Financial concerns play a major role in our lives and are likely to contribute to the ‘Blue Monday’ feeling. And this year’s cost-of-living crisis is also likely to weigh on personal finances even more.

Nearly half of UK adults said they were finding it difficult to afford rising bills, according to recent ONS data, but there are small ways to help you start to take control of your finances.

Rio Stedford, financial planning expert at Quilter, said: “January can often be a tricky month financially as people tend to have a longer wait for their monthly pay cheque following early payments ahead of the festive period in December, alongside an often costly month of celebrations.

“The current cost-of-living crisis is adding to the strain this year, and many people will no doubt be feeling the pinch financially this month as a result.”
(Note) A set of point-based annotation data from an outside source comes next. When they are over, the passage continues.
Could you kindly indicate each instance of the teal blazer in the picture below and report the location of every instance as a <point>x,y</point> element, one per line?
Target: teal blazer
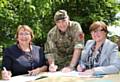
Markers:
<point>109,61</point>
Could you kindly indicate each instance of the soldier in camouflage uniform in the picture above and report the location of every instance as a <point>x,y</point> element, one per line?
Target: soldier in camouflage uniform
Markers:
<point>64,43</point>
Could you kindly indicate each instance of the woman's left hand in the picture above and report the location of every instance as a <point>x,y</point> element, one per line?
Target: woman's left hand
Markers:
<point>67,69</point>
<point>34,71</point>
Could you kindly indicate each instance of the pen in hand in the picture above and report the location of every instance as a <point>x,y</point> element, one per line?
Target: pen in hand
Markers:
<point>4,69</point>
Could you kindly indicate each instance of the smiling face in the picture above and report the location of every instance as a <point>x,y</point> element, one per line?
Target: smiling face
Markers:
<point>62,24</point>
<point>24,35</point>
<point>98,35</point>
<point>98,31</point>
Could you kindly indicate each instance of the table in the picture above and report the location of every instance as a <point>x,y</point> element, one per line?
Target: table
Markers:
<point>59,77</point>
He lists these three steps to help get your finances in order and help you tackle money-related stress:

1) Ask for help

Money can often be regarded as a difficult topic of conversation and many people tend to avoid it, but it is vital to open up about financial worries as carrying the burden alone is not the answer. It is important to remember that there is help available.

As a starting point, talking to a friend or family member about your worries may help, but if you are not comfortable to do so then financial guidance is available. There are several government-backed services such as MoneyHelper, as well as charities such as StepChange and Citizens Advice, which offer free support.

Where possible, seeking professional financial advice can also be highly beneficial in terms of implementing a long-term plan for your finances. A financial planner will be able to support you in your planning and decision making and will help ensure you find the best possible solutions for your circumstances.

2) Make a budget

People often lose track of their spending throughout December, and when January arrives may be left feeling overwhelmed, so it is important to get back on top of things.

Creating a budget is a great step to take in terms of regaining control of your finances, and there are many online budget planners that can help you. A budget will allow you to clearly see how much you spend and where, and from there you may be able to identify areas you could cut back on.

The start of a New Year presents an excellent opportunity to take stock, review your expenditure and reprioritise. For example, you should review your subscriptions to ensure they are still meeting your needs, and where possible you could look to switch to better deals to help reduce costs.

3) Boost savings where possible

Having an emergency cash savings buffer is very important, though before you look to start saving you should ensure any debts are paid off first – starting with those with the highest interest rates. Debt can have a negative impact on your mental health, so it is important to address these issues as soon as possible to help reduce stress.

Once you have settled any debts, you should look to boost your cash savings where possible. Currently you can earn up to 7% interest. While the cost-of-living crisis may make it more difficult to put money aside, having some cash in reserve is critical as it provides a cushion to fall back on should you need it.

Once you have an adequate pot of cash saved, you could consider investing for the longer term. Given the current high levels of inflation, cash savings can effectively decrease in value over time. However, it’s important to understand that markets do go up and down, so weigh up whether you can afford to take this risk for hopefully better returns than cash.